What does Cloud9, EnVyUs, and NRG have to do with the recent Nintendo Direct? More than what’s immediately obvious, it seems.
The Nintendo Switch trailer had two particularly interesting and speculation-causing traits: one, the seemingly total absence of anybody under the age of 18. The actors and environments shown were more appropriately that of the everyday young adult, living in their own apartment, taking care of their own dog, and having their own roof parties (though that’s probably the least-believable bit nowadays: being able to afford such a nice place with such a view at that age).
That plays into the second: a massive Splatoon esports tournament at the end in classic League of Legends or DOTA 2 style, complete with cheering crowds, technicolored lights, and sponsor-decked uniforms. Was Nintendo finally moving into the hardcore esports space after entire literal generations of relentlessly protecting their family-friendly image?
Said a source intimate with esports team management: yes.
“I know Splatoon was a test run for a competitive game, so they’re either gonna flesh the current game out or do something for the Switch,” they claimed. Organizations heavily identified with esports have been in contact with Nintendo at least as far back as Dreamhack Austin, around early July, but the discussions didn’t just include American organizations. European and Japanese competitive teams were in contact as well. Smash Bros and Pokken were also named as titles being explored in the esports space.
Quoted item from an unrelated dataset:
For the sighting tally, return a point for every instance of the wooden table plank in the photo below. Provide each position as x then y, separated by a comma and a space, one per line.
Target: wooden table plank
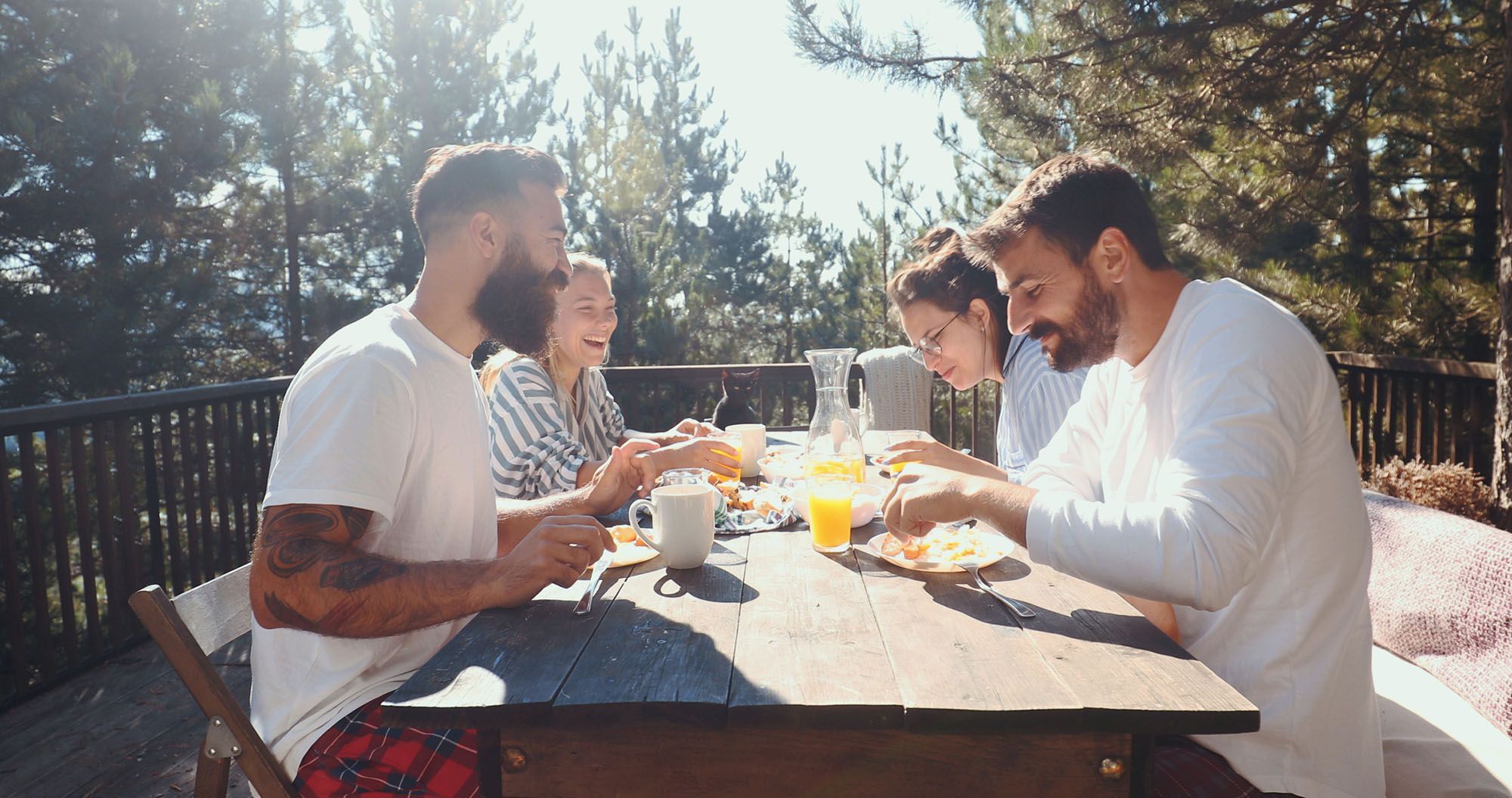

This claim was corroborated by a source close to Nintendo itself. Teams named included TSM, Team Liquid, and Immortals from North America, among many others. G2, SK, Fnatic, and NaVi were listed as European contacts, also as a non-comprehensive list.
The organizations involved have, as expected, declined to comment or ignored requests for comments entirely.
“From what it sounds like, they aren’t looking to make an LoL, CS, or Overwatch,” claimed a source. “They don’t want to be a frontrunner; they just want to be a part of it.”
Ostensibly, hints of this might have shown up as recently as this week. Nintendo America had advertised a Splatoon tournament that looked, for all intents and purposes, to be a third-party event:
— Nintendo of America (@NintendoAmerica) October 25, 2016
While a far, far cry from the financially significant pot bonus support provided by Capcom and other publishers to an event like EVO, it is suggestive as an exploratory tendril into the esports gold rush. Along with their ESL program, with the Nintendo Switch itself as a prize, it seems as if the grassroots competitive Nintendo community, players and tournament organizers alike, can expect some love in 2017.